Wednesday, May 18, 2011

Black City Bestiary - Watchers!



Scattered  around the city are various monolithic carved alien heads - the Watchers of the Black City.  These stone monuments were once part of the city's ancient defenses.  There is a cluster of them near letter I on the city map; others stand guard near the most secure extant buildings and will be noted in the text.  Adventurers may also stumble upon a lone Watcher while wandering the city (Watcher will be an entry on the artifacts sub table when searching hex contents).

Types of Watchers
The two basic types are free standing and revolving.   Free standing Watchers look a bit like Moai of Easter Island - 20-30' tall, with heavy glassy eyes embedded in a durable igneous rock.  Revolving Watchers look like a dome or ball set into a 30' diameter ring; when activated, the ball will roll back revealing the eyes and mouth of the Watcher.  Free standing Watchers can swivel 360 degrees on the base but with a limited plane of attack.  Revolving Watchers can rotate along any plane, including attacking straight up.  (The upcoming "Face in the Ground" is an example of a massive revolving Watcher).

The men of Trade Town have encountered some Watchers near a tower with many spires - area B on the city map, and there's an associated rumor on the rumor table.

Rules for Watchers
Random Watchers should be split evenly between free standing and revolving.  There's only a 50% chance the animating force in any given Watcher is still functional.  Watchers can detect invisible and track nearby movement (range 60'); they'll attack targets not carrying a proper pass key gemstone.  Roll on the following table for security level:

1 Red, Orange, Yellow
2 Green
3-5 Blue
6 Indigo, Violet

Note:  a higher gemstone allows passage past all lower security levels - for example, a character with a blue stone can get past green-level doors or Watchers.

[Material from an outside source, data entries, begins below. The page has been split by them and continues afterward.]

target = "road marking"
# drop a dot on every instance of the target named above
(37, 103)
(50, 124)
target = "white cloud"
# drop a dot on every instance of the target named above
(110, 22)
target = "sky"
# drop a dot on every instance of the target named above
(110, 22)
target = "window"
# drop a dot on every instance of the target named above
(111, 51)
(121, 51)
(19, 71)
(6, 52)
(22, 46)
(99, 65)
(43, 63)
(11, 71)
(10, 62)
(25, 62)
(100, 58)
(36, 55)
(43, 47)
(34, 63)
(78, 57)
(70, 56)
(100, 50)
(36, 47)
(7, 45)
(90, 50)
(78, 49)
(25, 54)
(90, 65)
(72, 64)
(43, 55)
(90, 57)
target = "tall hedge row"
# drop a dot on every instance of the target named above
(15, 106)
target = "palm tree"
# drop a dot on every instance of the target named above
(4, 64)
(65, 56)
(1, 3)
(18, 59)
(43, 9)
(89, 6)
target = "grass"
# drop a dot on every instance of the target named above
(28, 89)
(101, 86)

Watchers (per Labyrinth Lord)
No. Enc.: 2-5
Alignment: Neutral
Movement: 0' (stationary)
Armor Class: 5
Hit Dice: 10
Attacks: 1
Damage: by attack type
Save: F10
Morale: 12
Hoard Class:  none
XP: 2400

Watchers are a limited form of stone golem; they can only be damaged by magic weapons and are immune to most spells (Rock to Mud acts as a Slow spell and Stone to Flesh makes it vulnerable to all attacks for 1 round).

Attacks vary, but here are some basic ideas:

Revolving Watchers
Claw and Chain
A metal claw fires out of the Watcher's mouth, striking the target for 3d8 damage and grasping the target unless a save vs paralysis is made.  A grasped target is dragged back to the mouth for chomping (automatic 3d8 damage each round) unless a save is made to escape.

Impalement
A long metal shaft fires out of the Watcher's mouth, dealing 3d8 damage.  On a natural roll of 18-20, the target is also impaled.  On the following round, the shaft will retract into the Watcher's mouth at high speed, slamming an impaled victim into the stone face for another 3d8 damage and dropping the target at the Watcher's feet.

Free Standing Watchers
Eye Blasts
A pair of eye blasts fire from the Watcher's glassy eyes.  They target a single opponent.   Roll two attacks; each hit causes 2d8 force damage and will knock the target down.

Gout of Flame
A cone of fire blasts from the Watcher's mouth, incinerating everything in the 30' cone for 3d8 (save vs dragon breath for half damage).